“Hey, that’s not bad,” said Jim Gradowsky as he turned off the recorder. He grinned across his desk at Jade. “You did a good job, kid.”
She was sitting on the front inch and a half of her boss’s couch. “It’s only a voice disk,” she said apologetically. “I couldn’t get any video.”
Gradowsky leaned back and put his slippered feet on the desktop. “That’s okay. We’ll do a simulation. There’s enough footage on Sam Gunn for the computer graphics program to paint him with no sweat. The viewers’ll never know the difference. And we can recreate what Prokov must’ve looked like from his current photo; I assume he’ll have no objection to having his portrait done in 3-D.”
“He might,” Jade said in a small voice.
Shrugging, her boss answered, “Then we’ll fake it. We’ll have to fake the other people anyway, so what the hell. Public’s accustomed to it. We put a disclaimer in small print at the end of the credits.”
So that’s how they do the historical documentaries, Jade said to herself, suddenly realizing how the networks showed such intimate details of people long dead.
“Okay, kid, you got the assignment,” Gradowsky said grandly. “There must be dozens of people here in Selene and over at Lunagrad that knew Sam. Track ’em down and get ’em to talk to you.”

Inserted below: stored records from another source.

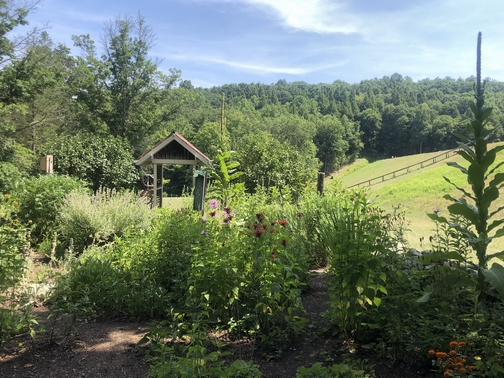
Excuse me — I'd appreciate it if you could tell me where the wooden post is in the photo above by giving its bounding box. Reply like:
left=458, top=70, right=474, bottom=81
left=193, top=170, right=206, bottom=211
left=317, top=172, right=325, bottom=196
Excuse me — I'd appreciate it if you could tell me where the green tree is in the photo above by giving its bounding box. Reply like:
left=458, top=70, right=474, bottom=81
left=70, top=15, right=180, bottom=153
left=313, top=115, right=348, bottom=173
left=48, top=134, right=139, bottom=191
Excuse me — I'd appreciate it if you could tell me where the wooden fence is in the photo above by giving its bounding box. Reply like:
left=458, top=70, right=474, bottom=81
left=348, top=148, right=459, bottom=189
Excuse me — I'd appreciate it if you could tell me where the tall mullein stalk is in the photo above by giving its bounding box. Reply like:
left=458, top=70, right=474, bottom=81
left=430, top=32, right=504, bottom=306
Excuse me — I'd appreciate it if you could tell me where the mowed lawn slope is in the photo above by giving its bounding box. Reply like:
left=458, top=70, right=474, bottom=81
left=327, top=144, right=504, bottom=251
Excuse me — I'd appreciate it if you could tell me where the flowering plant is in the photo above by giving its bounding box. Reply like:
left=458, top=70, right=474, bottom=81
left=429, top=341, right=478, bottom=378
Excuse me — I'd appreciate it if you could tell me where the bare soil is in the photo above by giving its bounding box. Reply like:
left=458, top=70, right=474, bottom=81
left=0, top=270, right=437, bottom=378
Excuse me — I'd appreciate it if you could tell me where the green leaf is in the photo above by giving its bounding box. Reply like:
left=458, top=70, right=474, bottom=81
left=480, top=186, right=499, bottom=211
left=416, top=291, right=431, bottom=303
left=487, top=219, right=504, bottom=232
left=482, top=263, right=504, bottom=297
left=488, top=251, right=504, bottom=260
left=482, top=148, right=496, bottom=172
left=448, top=202, right=479, bottom=226
left=481, top=107, right=493, bottom=121
left=493, top=227, right=504, bottom=239
left=489, top=173, right=504, bottom=187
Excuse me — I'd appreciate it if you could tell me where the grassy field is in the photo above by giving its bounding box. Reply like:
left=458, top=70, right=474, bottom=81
left=163, top=196, right=193, bottom=210
left=326, top=146, right=504, bottom=251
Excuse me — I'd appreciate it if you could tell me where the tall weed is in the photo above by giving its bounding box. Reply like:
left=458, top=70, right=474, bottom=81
left=59, top=188, right=152, bottom=252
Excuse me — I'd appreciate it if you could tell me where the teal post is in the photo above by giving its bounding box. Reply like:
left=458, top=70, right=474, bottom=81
left=193, top=171, right=206, bottom=211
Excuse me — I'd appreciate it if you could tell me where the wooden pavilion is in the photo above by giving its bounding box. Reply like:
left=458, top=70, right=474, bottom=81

She jumped to her feet eagerly. “I’ve already heard about a couple of mining engineers who’re over at the base in Copernicus. And there’s a hotel executive at the casino in Hell Crater, a woman who—”
“Yeah, yeah. Great. Go find ’em,” said Gradowsky, suddenly impatient. “I’ll put an expense allowance in your credit account.”
“Thanks!” Jade felt tremendously excited. She was going to be a real reporter. She had won her spurs.
As she reached the door of Gradowsky’s office, though, he called to her. “Don’t let the expense account go to your head. And I want a copy of every bill routed to me, understand?”
“Yes. Of course.”
The weeks rolled by. Jade found that the real trick of interviewing people was to get them started talking. Once they began to talk the only problem was how much storage space her micro-recorder carried. Of course, many of her intended subjects refused to talk at all. Almost all of them were suspicious of Jade, at first. She learned how to work around their suspicions, how to show them that she was not an ordinary network newshound, how to make them understand that she liked Sam Gunn and wanted this biography to be a monument to his memory. Still, half the people she tried to see refused to be interviewed at all.
Jade tried to plan her travels logically, efficiently, to make the best use of the network’s expense money. But an interview in Copernicus led to a tip about a retired accountant living in Star City, all the way over on the Farside. The exotic woman who claimed that Sam had jilted her at the altar knew about a tour guide who lived by the Tranquility Base shrine, where the Apollo 11 lander sat carefully preserved under its glassteel meteor dome. And on, and on.
Jade traveled mostly by tour bus, trundling across the pockmarked lunar plains at a reduced fare, packed in with visitors from Earth. For the first time she saw her home world as strangers see it: barren yet starkly beautiful, new and rugged and wild. When they talked of their own homes on Earth they mostly complained about the weather, or the taxes, or the crowds of people at the spaceport. Jade looked through the bus’s big tinted windows at the lovely blue sphere hanging above the horizon and wondered if she would find Earth crowded and dirty and humdrum if she lived there.
Once she took a passenger rocket for the jaunt from Selene to Aristarchus, crossing Mare Nubium and the wide Sea of Storms in less than half an hour. She felt her insides drop away for the few minutes the rocket soared in free fall at the top of its ballistic trajectory. The retros fired and she felt weight returning before her stomach became unmanageable.
She piled up more voice disks, more stories about Sam Gunn. Some were obviously fabrications, outright lies. Others seemed outrageous exaggerations of what might have originally been true events.
“You’ve got to get some corroboration for this stuff,” Gradowsky told her time and again. “Even when your pigeons are talking about people who’re now dead, their families could come out of nowhere and sue the ass off us.”
Corroboration was rare. No two people seemed to remember Sam Gunn in exactly the same way. A single incident might be retold by six different people in six different ways. Jade had to settle for audio testaments, where her interviewee swore on disk that the information he or she had given was true, to the best of his or her recollection.
Clark Griffith IV, for example, had plenty to say about Sam, and he had no qualms about telling his story—as he saw it.